An experimental and modeling study on the ozone-assisted low-temperature ignition of methylcyclohexane in an RCM

Abstract

Methylcyclohexane (MCH) is a significant component of practical fuels and has garnered significant research interest in recent years. However, due to the low reactivity of MCH, ignition data below the temperature of 680 K are still lacking. To extend the experimental condition of MCH ignition to a lower temperature range, ozone (O3) was used as an active additive to assist in the kinetic investigation of the low-temperature ignition chemistry of MCH. Ignition delay times (IDTs) and the first-stage IDTs for MCH containing varying concentrations of O3 (0, 100, and 500 ppm) were determined in a rapid compression machine (RCM) under the pressure of 20 bar, equivalence ratios of 1.0 and 1.5, and temperatures in the range of 616–864 K. Species profiles during the auto-ignition of MCH at 615 K and 795 K were recorded using a fast sampling system combined with the gas chromatography (GC) technique.

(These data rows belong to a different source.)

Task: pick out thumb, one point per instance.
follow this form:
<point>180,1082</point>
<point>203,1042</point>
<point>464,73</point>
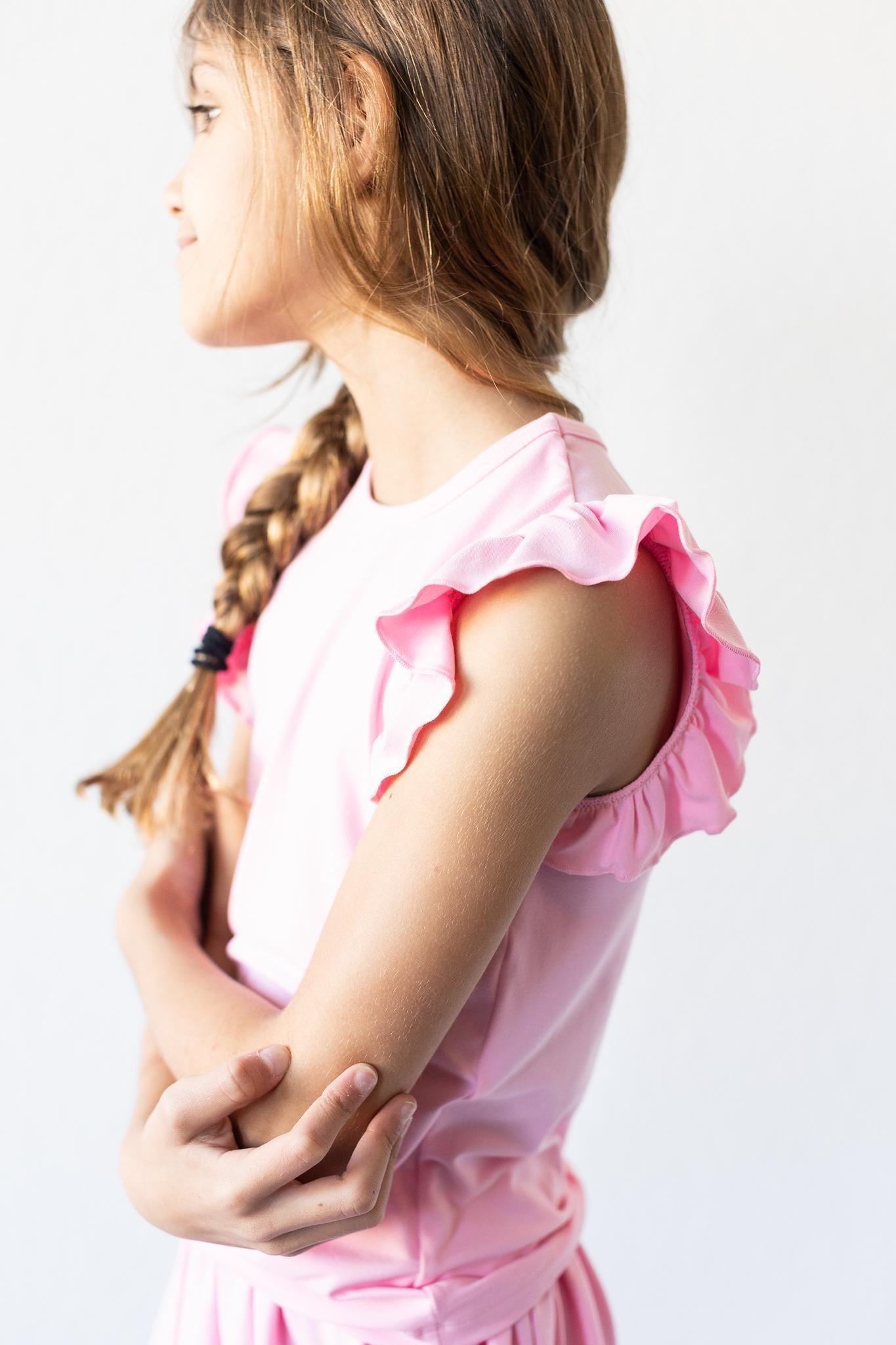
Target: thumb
<point>198,1103</point>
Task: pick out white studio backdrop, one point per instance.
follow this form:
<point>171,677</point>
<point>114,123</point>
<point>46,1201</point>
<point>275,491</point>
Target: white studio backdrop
<point>736,1142</point>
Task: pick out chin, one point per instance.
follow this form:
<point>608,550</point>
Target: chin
<point>246,327</point>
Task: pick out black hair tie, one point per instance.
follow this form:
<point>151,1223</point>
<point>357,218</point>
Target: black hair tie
<point>213,651</point>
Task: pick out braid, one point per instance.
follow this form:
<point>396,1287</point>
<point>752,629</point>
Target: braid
<point>172,761</point>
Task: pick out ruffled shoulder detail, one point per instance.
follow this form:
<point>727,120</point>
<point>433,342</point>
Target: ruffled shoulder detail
<point>265,451</point>
<point>689,783</point>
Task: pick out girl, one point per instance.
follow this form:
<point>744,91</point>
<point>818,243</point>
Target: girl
<point>481,685</point>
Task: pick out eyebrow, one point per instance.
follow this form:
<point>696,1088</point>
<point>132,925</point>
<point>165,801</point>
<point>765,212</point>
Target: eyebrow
<point>198,65</point>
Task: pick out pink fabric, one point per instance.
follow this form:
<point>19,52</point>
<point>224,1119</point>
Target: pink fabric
<point>349,661</point>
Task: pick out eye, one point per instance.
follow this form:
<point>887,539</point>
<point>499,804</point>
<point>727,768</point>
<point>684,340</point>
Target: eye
<point>198,109</point>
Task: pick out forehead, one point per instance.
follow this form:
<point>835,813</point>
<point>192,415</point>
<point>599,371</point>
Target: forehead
<point>206,62</point>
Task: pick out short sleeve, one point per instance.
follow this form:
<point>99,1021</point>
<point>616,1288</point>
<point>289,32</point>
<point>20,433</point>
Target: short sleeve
<point>689,783</point>
<point>265,451</point>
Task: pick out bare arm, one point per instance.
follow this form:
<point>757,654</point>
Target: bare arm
<point>429,892</point>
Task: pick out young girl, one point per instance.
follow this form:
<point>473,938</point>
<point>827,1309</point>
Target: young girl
<point>481,686</point>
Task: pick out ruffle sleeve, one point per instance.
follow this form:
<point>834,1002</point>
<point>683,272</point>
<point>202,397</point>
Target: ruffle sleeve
<point>689,783</point>
<point>265,451</point>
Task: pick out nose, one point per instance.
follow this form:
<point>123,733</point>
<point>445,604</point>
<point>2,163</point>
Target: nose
<point>171,197</point>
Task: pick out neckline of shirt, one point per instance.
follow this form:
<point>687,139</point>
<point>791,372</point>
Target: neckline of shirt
<point>489,458</point>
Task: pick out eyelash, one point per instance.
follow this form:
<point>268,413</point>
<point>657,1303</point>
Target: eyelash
<point>192,108</point>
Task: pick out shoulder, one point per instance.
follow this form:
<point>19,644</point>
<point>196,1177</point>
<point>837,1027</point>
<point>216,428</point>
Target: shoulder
<point>595,667</point>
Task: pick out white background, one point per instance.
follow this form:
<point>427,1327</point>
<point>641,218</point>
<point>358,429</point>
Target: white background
<point>736,1142</point>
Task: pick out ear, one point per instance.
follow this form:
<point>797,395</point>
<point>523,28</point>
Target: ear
<point>368,115</point>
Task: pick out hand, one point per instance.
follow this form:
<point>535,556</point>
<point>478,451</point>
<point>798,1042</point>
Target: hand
<point>183,1172</point>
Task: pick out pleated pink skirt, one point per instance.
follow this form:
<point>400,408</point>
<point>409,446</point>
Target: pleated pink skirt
<point>205,1305</point>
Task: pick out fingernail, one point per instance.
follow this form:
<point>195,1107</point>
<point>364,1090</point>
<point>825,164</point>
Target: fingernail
<point>364,1079</point>
<point>276,1059</point>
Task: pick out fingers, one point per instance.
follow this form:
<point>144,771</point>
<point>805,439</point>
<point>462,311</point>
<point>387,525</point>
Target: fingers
<point>269,1166</point>
<point>301,1216</point>
<point>198,1103</point>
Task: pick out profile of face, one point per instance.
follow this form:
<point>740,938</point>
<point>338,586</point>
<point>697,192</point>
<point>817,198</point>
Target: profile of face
<point>244,278</point>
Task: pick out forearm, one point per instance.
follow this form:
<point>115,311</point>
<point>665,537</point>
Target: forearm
<point>154,1076</point>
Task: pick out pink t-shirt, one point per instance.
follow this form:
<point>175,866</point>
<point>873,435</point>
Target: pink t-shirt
<point>351,657</point>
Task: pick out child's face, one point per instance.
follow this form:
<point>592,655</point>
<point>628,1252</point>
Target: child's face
<point>210,200</point>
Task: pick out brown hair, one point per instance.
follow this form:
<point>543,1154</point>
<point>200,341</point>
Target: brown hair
<point>500,143</point>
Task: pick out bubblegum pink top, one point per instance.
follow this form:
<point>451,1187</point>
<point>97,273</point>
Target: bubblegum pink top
<point>351,657</point>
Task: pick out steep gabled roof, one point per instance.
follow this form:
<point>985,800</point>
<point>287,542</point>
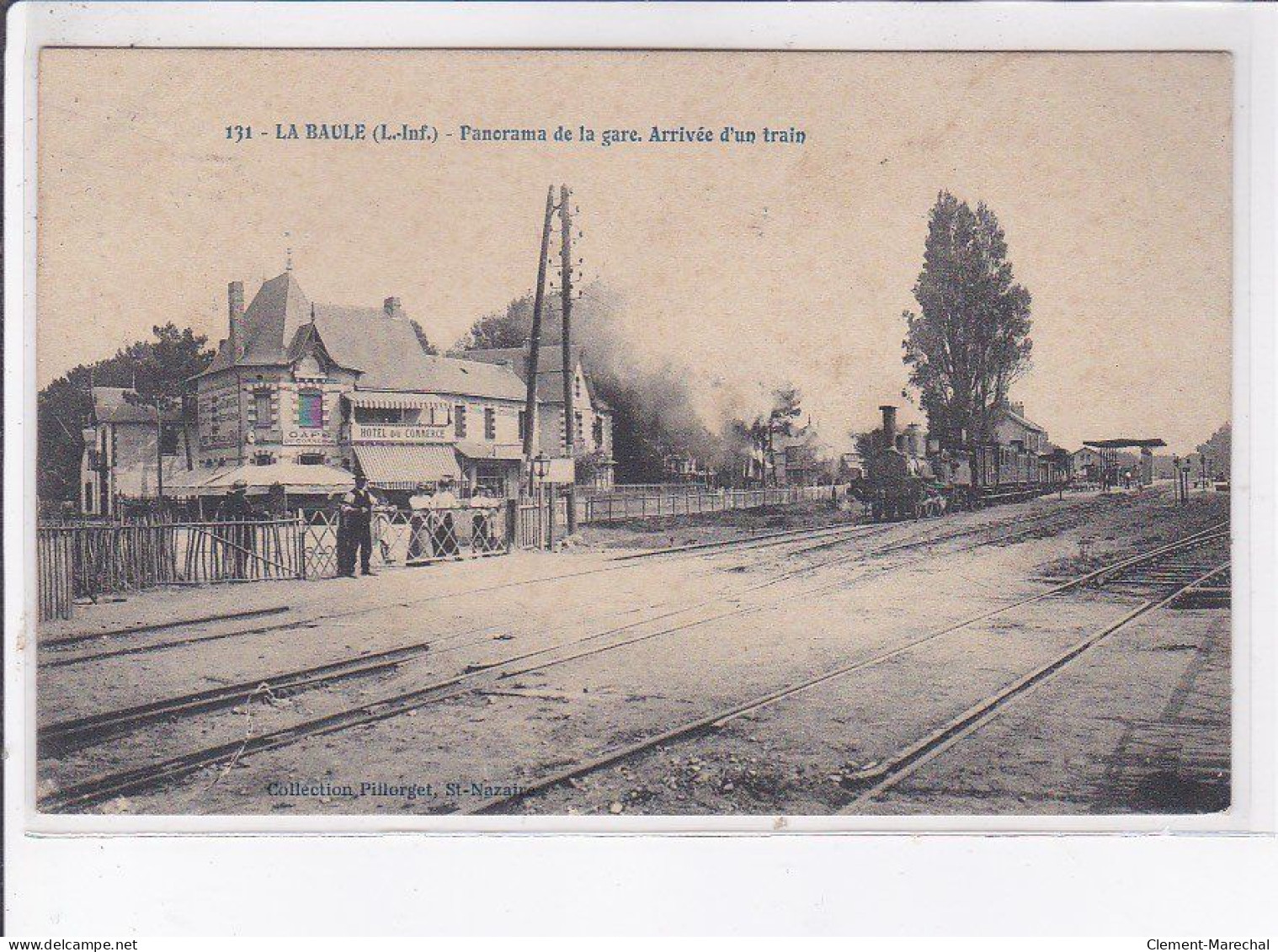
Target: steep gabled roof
<point>111,407</point>
<point>1021,421</point>
<point>550,368</point>
<point>381,348</point>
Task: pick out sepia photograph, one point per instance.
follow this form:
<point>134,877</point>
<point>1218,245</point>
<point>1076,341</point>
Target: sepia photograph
<point>634,433</point>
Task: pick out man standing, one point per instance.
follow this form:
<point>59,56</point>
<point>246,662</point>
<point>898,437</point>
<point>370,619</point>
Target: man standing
<point>357,517</point>
<point>238,513</point>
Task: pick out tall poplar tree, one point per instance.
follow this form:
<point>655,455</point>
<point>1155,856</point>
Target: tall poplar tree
<point>970,342</point>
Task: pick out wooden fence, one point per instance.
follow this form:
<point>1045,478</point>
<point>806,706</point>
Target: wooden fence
<point>535,524</point>
<point>91,560</point>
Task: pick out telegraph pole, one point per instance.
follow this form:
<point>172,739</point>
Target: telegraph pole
<point>535,342</point>
<point>569,370</point>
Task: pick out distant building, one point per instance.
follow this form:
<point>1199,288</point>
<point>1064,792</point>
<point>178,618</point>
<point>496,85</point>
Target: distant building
<point>796,458</point>
<point>592,414</point>
<point>1013,428</point>
<point>352,387</point>
<point>1085,465</point>
<point>685,468</point>
<point>119,460</point>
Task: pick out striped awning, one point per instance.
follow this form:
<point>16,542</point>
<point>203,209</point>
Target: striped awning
<point>391,402</point>
<point>404,466</point>
<point>490,451</point>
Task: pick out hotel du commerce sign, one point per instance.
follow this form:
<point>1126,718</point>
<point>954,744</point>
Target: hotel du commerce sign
<point>397,433</point>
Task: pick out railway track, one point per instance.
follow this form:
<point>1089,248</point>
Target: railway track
<point>63,737</point>
<point>745,543</point>
<point>885,776</point>
<point>152,776</point>
<point>892,769</point>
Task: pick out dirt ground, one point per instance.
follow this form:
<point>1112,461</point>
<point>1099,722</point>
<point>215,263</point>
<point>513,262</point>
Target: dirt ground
<point>572,656</point>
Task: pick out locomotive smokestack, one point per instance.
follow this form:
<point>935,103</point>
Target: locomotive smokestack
<point>888,426</point>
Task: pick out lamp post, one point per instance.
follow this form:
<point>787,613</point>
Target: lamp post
<point>540,465</point>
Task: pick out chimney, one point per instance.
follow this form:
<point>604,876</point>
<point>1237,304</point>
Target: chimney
<point>236,316</point>
<point>888,426</point>
<point>236,305</point>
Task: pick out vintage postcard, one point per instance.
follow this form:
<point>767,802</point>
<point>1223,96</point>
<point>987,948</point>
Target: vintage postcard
<point>634,433</point>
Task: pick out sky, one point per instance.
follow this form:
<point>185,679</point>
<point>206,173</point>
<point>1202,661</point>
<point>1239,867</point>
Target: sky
<point>747,266</point>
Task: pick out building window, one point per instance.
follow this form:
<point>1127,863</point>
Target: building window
<point>168,439</point>
<point>310,408</point>
<point>262,408</point>
<point>379,414</point>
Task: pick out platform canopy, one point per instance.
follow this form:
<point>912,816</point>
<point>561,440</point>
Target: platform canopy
<point>1122,444</point>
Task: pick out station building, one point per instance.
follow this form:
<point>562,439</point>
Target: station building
<point>118,465</point>
<point>592,414</point>
<point>352,389</point>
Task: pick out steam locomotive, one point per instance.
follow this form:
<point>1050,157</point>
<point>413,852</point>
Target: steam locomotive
<point>908,477</point>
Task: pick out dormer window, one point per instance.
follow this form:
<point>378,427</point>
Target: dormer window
<point>310,409</point>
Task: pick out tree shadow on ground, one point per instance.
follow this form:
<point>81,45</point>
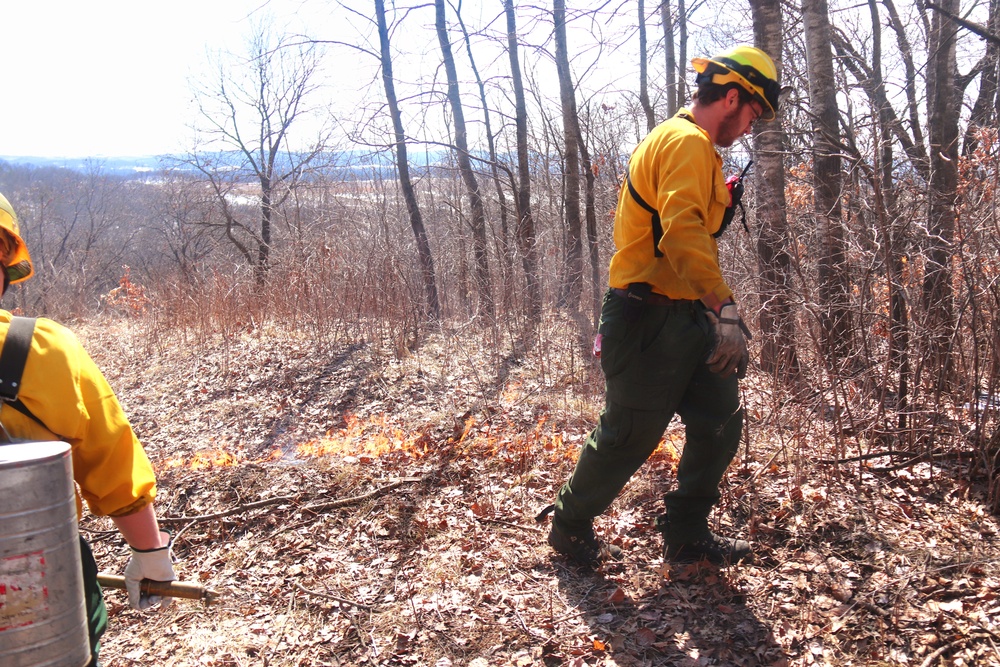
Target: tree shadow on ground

A kinetic model for MCH ignition with O3 addition was developed with some key reaction rates updated based on our newly obtained data. The promotional effects of O3 on the ignition of MCH were observed through both the IDTs and species evolutions. The negative temperature coefficient (NTC) behavior of MCH ignition disappeared in the presence of 500 ppm O3. The production of intermediate species displayed varying tendencies, with the formation of acetaldehyde (CH3CHO) being favored over other small alkenes. Moreover, the production of ethane (C2H6) was detected under 615 K with 500 ppm O3 addition, which was not reported in previous works concerning MCH combustion. Model analysis revealed that the oxidation pathways for ROO radicals of MCH altered because the addition of O3 shifted the onset of the oxidation temperature to a lower region, making the generation of RO radicals significantly favored. Therefore, the experimental species profiles can provide additional kinetic information for the low-temperature oxidation chemistry of MCH, and the corresponding data effectively highlighted and constrained the reaction rates of ROO radicals yielding RO radicals. Further model simulation indicated that the intramolecular hydrogen immigration of ROO radicals and the following secondary O2 addition oxidation pathways of MCH can be nearly frozen if the onset oxidation temperature is shifted as low as 550 K with 1000 ppm O3.